Quer entender qual a diferença entre osteopenia e osteoporose? Essa é uma dúvida muito comum entre pessoas que receberam o diagnóstico pela primeira vez ou que estão investigando sua saúde óssea.
Ambas são condições relacionadas à perda de densidade mineral óssea, mas representam estágios diferentes de fragilidade dos ossos e riscos distintos de fraturas.
Entender essas diferenças é fundamental para iniciar um acompanhamento adequado e evitar complicações futuras, especialmente porque doenças ósseas costumam evoluir de maneira silenciosa.
Com o envelhecimento da população e o aumento da expectativa de vida, cuidar da saúde óssea tornou-se uma das principais estratégias para preservar autonomia, qualidade de vida e independência.
E, felizmente, tanto a osteopenia quanto a osteoporose podem ser tratadas de forma eficaz quando identificadas precocemente, com acompanhamento especializado e mudanças no estilo de vida.
O que é osteoporose?
A osteoporose é uma doença caracterizada pela redução significativa da densidade mineral óssea e pela deterioração da microarquitetura do tecido ósseo, tornando os ossos mais frágeis e suscetíveis a fraturas.
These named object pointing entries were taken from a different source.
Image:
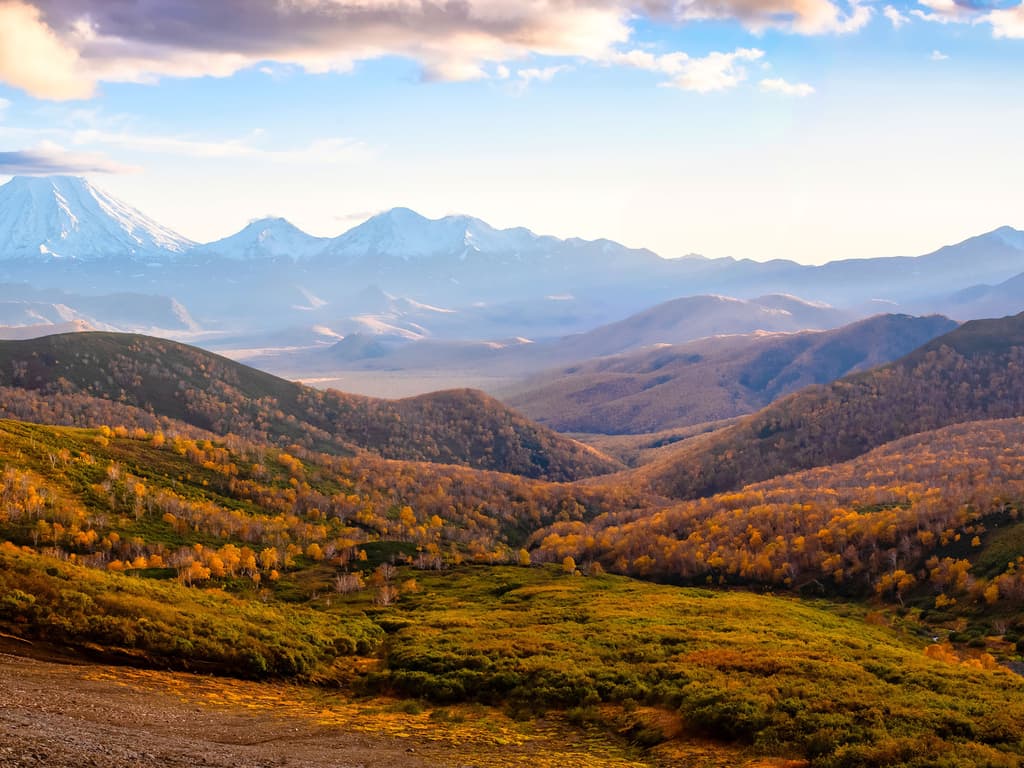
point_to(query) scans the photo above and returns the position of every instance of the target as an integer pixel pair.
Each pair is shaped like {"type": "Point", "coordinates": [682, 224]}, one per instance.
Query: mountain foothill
{"type": "Point", "coordinates": [710, 511]}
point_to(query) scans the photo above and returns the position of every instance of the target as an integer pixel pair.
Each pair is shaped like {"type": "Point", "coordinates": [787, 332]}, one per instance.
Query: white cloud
{"type": "Point", "coordinates": [48, 158]}
{"type": "Point", "coordinates": [61, 48]}
{"type": "Point", "coordinates": [716, 72]}
{"type": "Point", "coordinates": [778, 85]}
{"type": "Point", "coordinates": [526, 76]}
{"type": "Point", "coordinates": [946, 11]}
{"type": "Point", "coordinates": [896, 18]}
{"type": "Point", "coordinates": [1008, 23]}
{"type": "Point", "coordinates": [337, 150]}
{"type": "Point", "coordinates": [35, 59]}
{"type": "Point", "coordinates": [802, 16]}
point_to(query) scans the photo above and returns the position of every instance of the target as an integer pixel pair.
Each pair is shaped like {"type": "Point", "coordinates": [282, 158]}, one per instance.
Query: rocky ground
{"type": "Point", "coordinates": [66, 715]}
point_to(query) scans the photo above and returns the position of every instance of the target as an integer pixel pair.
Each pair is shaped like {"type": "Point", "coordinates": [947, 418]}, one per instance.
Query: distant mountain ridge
{"type": "Point", "coordinates": [219, 395]}
{"type": "Point", "coordinates": [973, 373]}
{"type": "Point", "coordinates": [712, 379]}
{"type": "Point", "coordinates": [65, 233]}
{"type": "Point", "coordinates": [66, 217]}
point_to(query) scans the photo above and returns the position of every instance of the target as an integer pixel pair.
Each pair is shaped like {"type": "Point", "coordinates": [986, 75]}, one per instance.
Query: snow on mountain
{"type": "Point", "coordinates": [267, 238]}
{"type": "Point", "coordinates": [404, 233]}
{"type": "Point", "coordinates": [68, 217]}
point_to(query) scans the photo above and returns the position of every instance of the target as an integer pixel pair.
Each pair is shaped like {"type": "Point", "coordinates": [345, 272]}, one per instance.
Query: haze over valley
{"type": "Point", "coordinates": [600, 384]}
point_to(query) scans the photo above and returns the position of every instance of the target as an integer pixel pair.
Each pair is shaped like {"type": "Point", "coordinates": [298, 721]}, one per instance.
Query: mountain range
{"type": "Point", "coordinates": [399, 280]}
{"type": "Point", "coordinates": [711, 379]}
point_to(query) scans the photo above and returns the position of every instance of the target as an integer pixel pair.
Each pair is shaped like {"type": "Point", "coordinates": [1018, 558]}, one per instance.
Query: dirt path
{"type": "Point", "coordinates": [66, 715]}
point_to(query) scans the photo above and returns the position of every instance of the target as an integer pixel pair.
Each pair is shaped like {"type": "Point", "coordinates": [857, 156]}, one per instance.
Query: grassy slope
{"type": "Point", "coordinates": [766, 675]}
{"type": "Point", "coordinates": [217, 394]}
{"type": "Point", "coordinates": [973, 373]}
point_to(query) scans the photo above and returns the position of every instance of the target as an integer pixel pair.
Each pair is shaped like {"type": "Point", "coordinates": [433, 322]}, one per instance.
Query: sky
{"type": "Point", "coordinates": [804, 129]}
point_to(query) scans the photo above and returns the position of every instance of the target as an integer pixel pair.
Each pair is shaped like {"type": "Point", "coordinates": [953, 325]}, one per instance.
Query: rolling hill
{"type": "Point", "coordinates": [973, 373]}
{"type": "Point", "coordinates": [711, 379]}
{"type": "Point", "coordinates": [214, 393]}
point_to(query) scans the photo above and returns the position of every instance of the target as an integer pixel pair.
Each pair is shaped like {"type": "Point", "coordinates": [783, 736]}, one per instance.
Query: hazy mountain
{"type": "Point", "coordinates": [62, 232]}
{"type": "Point", "coordinates": [714, 378]}
{"type": "Point", "coordinates": [24, 305]}
{"type": "Point", "coordinates": [211, 392]}
{"type": "Point", "coordinates": [697, 316]}
{"type": "Point", "coordinates": [66, 217]}
{"type": "Point", "coordinates": [403, 233]}
{"type": "Point", "coordinates": [973, 373]}
{"type": "Point", "coordinates": [984, 301]}
{"type": "Point", "coordinates": [265, 239]}
{"type": "Point", "coordinates": [11, 333]}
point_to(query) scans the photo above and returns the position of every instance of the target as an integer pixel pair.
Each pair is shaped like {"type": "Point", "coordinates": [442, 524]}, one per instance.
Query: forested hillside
{"type": "Point", "coordinates": [711, 379]}
{"type": "Point", "coordinates": [169, 380]}
{"type": "Point", "coordinates": [973, 373]}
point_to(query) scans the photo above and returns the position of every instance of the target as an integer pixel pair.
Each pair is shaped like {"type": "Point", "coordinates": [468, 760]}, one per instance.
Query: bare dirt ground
{"type": "Point", "coordinates": [58, 715]}
{"type": "Point", "coordinates": [65, 713]}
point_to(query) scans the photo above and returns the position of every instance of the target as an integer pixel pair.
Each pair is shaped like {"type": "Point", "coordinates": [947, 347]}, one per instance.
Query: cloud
{"type": "Point", "coordinates": [778, 85]}
{"type": "Point", "coordinates": [61, 48]}
{"type": "Point", "coordinates": [1008, 23]}
{"type": "Point", "coordinates": [34, 58]}
{"type": "Point", "coordinates": [545, 74]}
{"type": "Point", "coordinates": [323, 151]}
{"type": "Point", "coordinates": [49, 158]}
{"type": "Point", "coordinates": [802, 16]}
{"type": "Point", "coordinates": [896, 18]}
{"type": "Point", "coordinates": [716, 72]}
{"type": "Point", "coordinates": [947, 11]}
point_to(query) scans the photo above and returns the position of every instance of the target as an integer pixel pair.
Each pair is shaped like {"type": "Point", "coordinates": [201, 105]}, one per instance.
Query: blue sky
{"type": "Point", "coordinates": [761, 129]}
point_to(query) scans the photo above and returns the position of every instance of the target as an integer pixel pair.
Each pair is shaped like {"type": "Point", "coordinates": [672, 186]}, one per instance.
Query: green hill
{"type": "Point", "coordinates": [210, 392]}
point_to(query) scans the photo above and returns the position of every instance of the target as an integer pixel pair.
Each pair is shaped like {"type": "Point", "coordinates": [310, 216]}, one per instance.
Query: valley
{"type": "Point", "coordinates": [642, 523]}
Trata-se de uma doença de evolução silenciosa: muitas pessoas só descobrem que têm osteoporose após sofrerem uma fratura, especialmente na coluna vertebral, quadril ou punho.
Essa condição é mais comum em mulheres após a menopausa, devido à queda acentuada dos níveis de estrogênio, hormônio essencial para a proteção óssea.
No entanto, homens também podem desenvolver osteoporose, especialmente quando apresentam fatores de risco adicionais.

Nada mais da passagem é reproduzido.